Endearingly daft Australian sketch trio The Travelling Sisters have returned to the Fringe with an hour that's physical, musical and gently yet defiantly surreal. Their opening song is a fantastical origins tale of sorts, recounting their Queensland roots but evoking their spirit animal deity.

There's an irony in the first sketch being about body confidence in a changing room, as one of the defining aspects of Laura Trenerry, Lucy Fox and Ell Sachs' act is their security in their underwear, be it as stripping lollipop ladies or their unabashed costume changes between skits on stage. The show's uninterrupted progress is sped on by their harmonious, if often nonsensical jingles.

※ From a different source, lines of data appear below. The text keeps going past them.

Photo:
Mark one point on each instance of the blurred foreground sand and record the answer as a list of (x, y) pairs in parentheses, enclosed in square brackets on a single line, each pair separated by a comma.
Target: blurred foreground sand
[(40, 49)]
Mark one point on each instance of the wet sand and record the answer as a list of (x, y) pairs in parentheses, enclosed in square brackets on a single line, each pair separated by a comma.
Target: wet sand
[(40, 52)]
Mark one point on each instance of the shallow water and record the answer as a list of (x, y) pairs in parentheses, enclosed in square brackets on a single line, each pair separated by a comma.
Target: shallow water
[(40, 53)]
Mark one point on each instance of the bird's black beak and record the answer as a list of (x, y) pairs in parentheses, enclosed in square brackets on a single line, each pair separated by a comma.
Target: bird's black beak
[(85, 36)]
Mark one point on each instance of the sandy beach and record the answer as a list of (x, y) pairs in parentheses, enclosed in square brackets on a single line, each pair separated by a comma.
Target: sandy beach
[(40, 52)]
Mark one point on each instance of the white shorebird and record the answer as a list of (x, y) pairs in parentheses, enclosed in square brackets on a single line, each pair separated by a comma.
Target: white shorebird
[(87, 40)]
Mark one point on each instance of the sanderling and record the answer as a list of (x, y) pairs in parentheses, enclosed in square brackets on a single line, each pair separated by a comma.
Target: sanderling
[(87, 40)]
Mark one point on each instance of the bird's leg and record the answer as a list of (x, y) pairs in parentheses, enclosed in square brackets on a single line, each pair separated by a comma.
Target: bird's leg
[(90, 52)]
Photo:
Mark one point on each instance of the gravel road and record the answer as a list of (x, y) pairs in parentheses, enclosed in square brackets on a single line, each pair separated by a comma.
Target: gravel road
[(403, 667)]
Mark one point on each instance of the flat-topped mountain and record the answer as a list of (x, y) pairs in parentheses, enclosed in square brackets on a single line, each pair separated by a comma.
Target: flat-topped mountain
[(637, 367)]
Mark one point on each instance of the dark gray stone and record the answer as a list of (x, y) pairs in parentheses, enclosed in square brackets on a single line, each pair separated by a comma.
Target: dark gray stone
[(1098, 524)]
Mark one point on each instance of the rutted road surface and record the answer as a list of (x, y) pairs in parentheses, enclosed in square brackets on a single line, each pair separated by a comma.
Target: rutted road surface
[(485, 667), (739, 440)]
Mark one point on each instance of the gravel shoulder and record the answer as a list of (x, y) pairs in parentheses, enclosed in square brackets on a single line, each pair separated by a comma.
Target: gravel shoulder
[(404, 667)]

With the humour seldom explicit, but emerging gradually and organically out of characterisation—a lovelorn cactus; a family country music act betraying pent up tension in every line; movement artistes reproducing an art theft—there's a dreamlike quality to it that washes over you. They elicit constant low-level chuckles with occasional spikes. Toupé doesn't suffer for eschewing big, obvious punchlines but the sketches do tend to simply dissolve away.

There are a number of individual set-pieces and Trenerry does some eccentric audience interaction as a precious child. Yet sparking winningly off each other, the Gaulier-trained trio are at their best in tandem, the finale their inexplicably funny signature routine where Sachs sings, mounted above her sketchmates in a single, billowing dress. Freewheeling and infectiously fun, we're fortunate The Travelling Sisters seem to be spending more time in the UK.